The Directors of Egdon Resources plc (AIM:EDR) are pleased to report that drilling operations have commenced at the Dukes Wood-1 well in Nottinghamshire licence PEDL118.The Dukes Wood-1 well was drilled and cased to a depth of 47 metres in November 2008 before being suspended. Drilling operations recommenced at 11:30 hours on 11 January 2010 using the British Drilling and Freezing Limited rig 28 ("BDF28"). The well will now be drilled directionally to a planned measured depth of around 800 metres.

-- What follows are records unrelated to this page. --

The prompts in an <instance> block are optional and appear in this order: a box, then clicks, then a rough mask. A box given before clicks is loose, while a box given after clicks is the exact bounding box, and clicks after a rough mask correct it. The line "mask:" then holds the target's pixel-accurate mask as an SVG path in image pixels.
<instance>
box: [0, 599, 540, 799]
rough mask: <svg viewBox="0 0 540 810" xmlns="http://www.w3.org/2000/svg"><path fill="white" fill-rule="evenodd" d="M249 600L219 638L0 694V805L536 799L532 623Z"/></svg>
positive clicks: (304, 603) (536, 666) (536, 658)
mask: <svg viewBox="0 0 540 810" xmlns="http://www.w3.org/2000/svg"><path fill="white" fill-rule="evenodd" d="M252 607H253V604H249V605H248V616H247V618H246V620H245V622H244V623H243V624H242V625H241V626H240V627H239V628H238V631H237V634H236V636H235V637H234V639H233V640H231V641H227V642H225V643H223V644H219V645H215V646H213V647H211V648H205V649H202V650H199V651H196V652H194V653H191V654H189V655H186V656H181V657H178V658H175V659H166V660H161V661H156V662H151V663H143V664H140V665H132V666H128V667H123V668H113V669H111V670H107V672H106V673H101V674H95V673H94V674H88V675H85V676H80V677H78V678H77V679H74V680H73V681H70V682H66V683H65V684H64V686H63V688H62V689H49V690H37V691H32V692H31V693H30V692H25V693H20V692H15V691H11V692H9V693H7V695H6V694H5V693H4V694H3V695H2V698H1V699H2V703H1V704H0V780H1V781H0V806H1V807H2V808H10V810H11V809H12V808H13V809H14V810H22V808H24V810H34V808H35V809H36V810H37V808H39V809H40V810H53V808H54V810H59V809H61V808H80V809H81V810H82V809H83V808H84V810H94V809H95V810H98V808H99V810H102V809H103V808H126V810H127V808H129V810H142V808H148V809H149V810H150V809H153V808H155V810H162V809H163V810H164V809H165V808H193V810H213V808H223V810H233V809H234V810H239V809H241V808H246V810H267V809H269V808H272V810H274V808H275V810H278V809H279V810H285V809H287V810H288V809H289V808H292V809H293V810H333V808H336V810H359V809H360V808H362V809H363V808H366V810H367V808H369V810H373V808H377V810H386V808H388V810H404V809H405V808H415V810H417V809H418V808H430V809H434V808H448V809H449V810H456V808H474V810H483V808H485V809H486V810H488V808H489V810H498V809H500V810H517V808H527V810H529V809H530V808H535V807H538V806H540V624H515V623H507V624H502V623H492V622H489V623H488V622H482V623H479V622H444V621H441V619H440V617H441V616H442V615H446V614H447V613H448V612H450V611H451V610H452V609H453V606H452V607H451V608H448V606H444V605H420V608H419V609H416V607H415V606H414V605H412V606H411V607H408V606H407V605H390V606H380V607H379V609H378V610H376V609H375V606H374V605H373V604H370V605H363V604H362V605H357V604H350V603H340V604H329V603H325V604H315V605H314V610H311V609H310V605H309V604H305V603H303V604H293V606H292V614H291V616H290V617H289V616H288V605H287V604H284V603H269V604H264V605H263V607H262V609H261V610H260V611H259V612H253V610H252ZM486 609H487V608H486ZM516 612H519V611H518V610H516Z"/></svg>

Dukes Wood-1 will test the crest of the Dukes Wood anticline in an area where Egdon has identified potential for un-drained and re-migrated oil. An abandoned well in this part of the structure was re-entered in 1992 and produced 180 barrels of oil during a short test from the upper interval of the Ashover Grit indicating the presence of recoverable oil. Operations are expected to take around two weeks. The primary target for the well will be the Ashover Grit reservoir interval with secondary reservoir objectives in the Sub-Alton Crawshaw, Loxley Edge Rock and Wingfield Flags all oil bearing on the structure. This is the first well in the evaluation of the rejuvenation potential of the Eakring-Dukes Wood oil field where Egdon has identified low risk opportunities to add production, revenues and reserves.Egdon holds a 75% interest in and is operator of the PEDL118 licence. Joint venture partner Terrain Energy Limited holds a 25% interest in the licence.Following completion of operations at Dukes Wood-1 the BDF28 rig will mobilise to the Kirklington oil field to drill a sidetrack of the Kirklington-2 production well.Further announcements will be made as operations progress.